Bab 22, inti dari pengalaman agamawi terletak pada keinginan manusia, bahkan
kebutuhan manusia untuk melampaui batas-batas biasa. Jika hanya fakta saja bahwa
orang menginginkan Allah (Yang Transenden) bukanlah bukti bahwa Alah ada. Tetapi
manusia selalu bersifat religius; dia memang membutuhkan Allah. Kebutuhan manusia
merupakan petunjuk yang jauh lebih baik tentang ada atau tidaknya Allah ketimbang
keinginan manusia agar Allah ada. Manusia membutuhkan sesuatu yang Tertinggi, maka
Yang Tertinggi itu nyata.
Bab 23 tentang apa yang benar itu. Beberapa pendapat mengenai apa yang
dimaksud dengan kebenaran memiliki beberapa kelemahan tetapi tidak terdapat dalam
pandangan kristiani tentang kebenaran. Pandangan kristiani tentang etika mempunyai
satu sumber tertinggi yaitu Allah, suatu manifestasi tertinggi yaitu Yesus Kristus,
pernyataan tertinggi yaitu Alkitab, dan motivasi tertinggi yaitu kasih Kristus.
Bab 24 membahas tentang bagaimana kita mengetahui apa yang benar. Semua
orang yang berusaha membenarkan yang benar secara pragmatis, sosial atau politis
gagal, karena dasar-dasar ini sering bersifat jahat. Soal benar tidak dapat dibuktikan
kebenarannya melalui intuisi, sebab intuisi hanyalah sebuah sumber, bukan dasar
pembenaran pengetahuan. Suatu acuan kepada otoritas untuk membuktikan kebenaran
soal benar akhirnya akan berujung pada Otoritas Tertinggi (Allah) yang diatas-Nya tidak
ada pengadilan untuk naik banding.
Bab 25, membahas tentang hubungan antara aturan-aturan dengan hasil-hasil. Ada
2 pendekatan pokok terhadap etika. Etika deontologis menekankan kewajiban dalam
peraturan-peraturan. Etika teleologis menekankan tujuan dalam hasil-hasil. Dua aspek ini
tidak ada sangkut-pautnya. Suatu etika yang komprehensif akan mencakup keduanya.

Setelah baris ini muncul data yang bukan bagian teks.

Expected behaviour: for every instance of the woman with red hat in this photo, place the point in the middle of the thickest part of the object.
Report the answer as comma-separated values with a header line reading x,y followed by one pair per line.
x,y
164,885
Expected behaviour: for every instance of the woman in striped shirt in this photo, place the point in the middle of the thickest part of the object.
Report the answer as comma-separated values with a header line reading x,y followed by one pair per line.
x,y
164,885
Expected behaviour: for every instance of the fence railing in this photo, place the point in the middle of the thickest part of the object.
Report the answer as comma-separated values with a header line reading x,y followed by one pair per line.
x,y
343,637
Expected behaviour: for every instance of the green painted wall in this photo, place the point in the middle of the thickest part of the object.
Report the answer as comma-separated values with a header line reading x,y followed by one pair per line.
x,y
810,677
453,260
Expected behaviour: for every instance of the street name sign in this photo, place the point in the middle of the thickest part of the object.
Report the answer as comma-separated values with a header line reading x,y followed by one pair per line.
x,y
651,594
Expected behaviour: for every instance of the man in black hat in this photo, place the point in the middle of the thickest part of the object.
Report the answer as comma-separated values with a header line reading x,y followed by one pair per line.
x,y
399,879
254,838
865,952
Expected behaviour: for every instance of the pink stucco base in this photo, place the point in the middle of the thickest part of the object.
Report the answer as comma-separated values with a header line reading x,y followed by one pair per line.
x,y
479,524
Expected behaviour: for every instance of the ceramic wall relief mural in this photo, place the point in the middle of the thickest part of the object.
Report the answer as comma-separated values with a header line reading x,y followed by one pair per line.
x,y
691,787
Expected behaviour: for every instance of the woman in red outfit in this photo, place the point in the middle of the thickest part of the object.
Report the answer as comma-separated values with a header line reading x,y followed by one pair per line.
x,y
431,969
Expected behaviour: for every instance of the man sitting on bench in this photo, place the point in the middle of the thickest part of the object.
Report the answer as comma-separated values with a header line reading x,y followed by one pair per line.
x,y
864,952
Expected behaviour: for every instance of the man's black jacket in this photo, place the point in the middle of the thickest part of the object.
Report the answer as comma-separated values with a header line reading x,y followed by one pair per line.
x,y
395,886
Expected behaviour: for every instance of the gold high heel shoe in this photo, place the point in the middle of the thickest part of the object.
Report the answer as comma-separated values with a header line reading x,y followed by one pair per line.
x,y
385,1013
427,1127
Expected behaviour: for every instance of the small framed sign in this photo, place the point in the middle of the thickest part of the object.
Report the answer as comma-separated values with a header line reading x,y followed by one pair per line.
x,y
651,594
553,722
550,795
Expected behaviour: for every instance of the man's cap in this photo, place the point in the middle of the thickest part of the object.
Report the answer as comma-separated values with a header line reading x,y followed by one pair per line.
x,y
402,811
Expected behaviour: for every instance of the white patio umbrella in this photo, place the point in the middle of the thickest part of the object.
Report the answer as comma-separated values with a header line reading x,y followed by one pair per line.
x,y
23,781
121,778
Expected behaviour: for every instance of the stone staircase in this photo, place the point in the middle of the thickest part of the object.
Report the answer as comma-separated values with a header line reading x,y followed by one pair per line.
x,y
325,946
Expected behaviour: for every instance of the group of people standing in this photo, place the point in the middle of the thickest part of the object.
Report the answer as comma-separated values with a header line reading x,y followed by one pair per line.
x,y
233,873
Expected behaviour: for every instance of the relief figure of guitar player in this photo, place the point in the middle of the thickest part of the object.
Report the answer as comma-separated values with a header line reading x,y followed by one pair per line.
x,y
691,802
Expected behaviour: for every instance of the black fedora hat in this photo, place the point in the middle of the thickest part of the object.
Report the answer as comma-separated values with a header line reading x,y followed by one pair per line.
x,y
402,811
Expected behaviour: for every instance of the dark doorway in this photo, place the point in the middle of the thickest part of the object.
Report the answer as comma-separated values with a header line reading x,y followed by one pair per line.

Peraturan tidak ditentukan oleh hasil-hasil, tetapi orang yang hendak membuat keputusan
harus mempunyai gambaran tentang hasil-hasilnya.
Bab 26 membahas tentang apakah yang benar berlaku universal. Bagi orang
Kristen, norma-norma etika yang universal terkait kuat pada karakter yang tidak berubah
dari Allah. Yang dimaksudkan dengan itu adalah bahwa semua orang tunduk pada
kewajiban-kewajiban moral tertentu, misalnya untuk mengasihi dan bertindak adil kapan
saja dan di mana saja. Kewajiban mutlak tidak selalu mempunyai hubungan langsung
dengan cara bertindak yang aktual. Dalam dunia yang telah jatuh ini keadaan-keadaan
yang ada kurang dari ideal sehingga memerlukan penyesuaian yang tepat dalam tindakan
yang ditujukan untuk memenuhi kewajiban-kewajiban universal.
Bab 27, membahas tentang pernahkah kewajiban-kewajiban moral bertentangan.
Pandangan alternatif-ketiga menandaskan bahwa tidak ada konflik-konflik nyata.
Pandangan ini tidak realistis, tidak alkitabiah dan tidak konsisten. Pandangan kejahatan-
lebih-ringan berpendapat bahwa ada beberapa dilema nyata, tetapi dalam setiap hal
kedua alternatif sama-sama jahat. Pendapat ini ternyata tidak cocok dengan kehidupan
Kristus, dan fakta tentang salib. Pandangan ini juga mengandung hal-hal yang secara
moral tidak masuk akal. Satu-satunya pandangan yang memadai ialah suatu bentuk
pandangan kebaikan-lebih-besar, yang menurutnya Allah membebaskan manusia dari
ketaatan pada perintah-perintah yang lebih rendah mengingat kewajiban di dalamnya
berlawanan dengan kewajiban dalam perintah yang lebih tinggi. Bagi orang Kristen,
Alkitab menyatakan perintah-perintah mana yang lebih tinggi.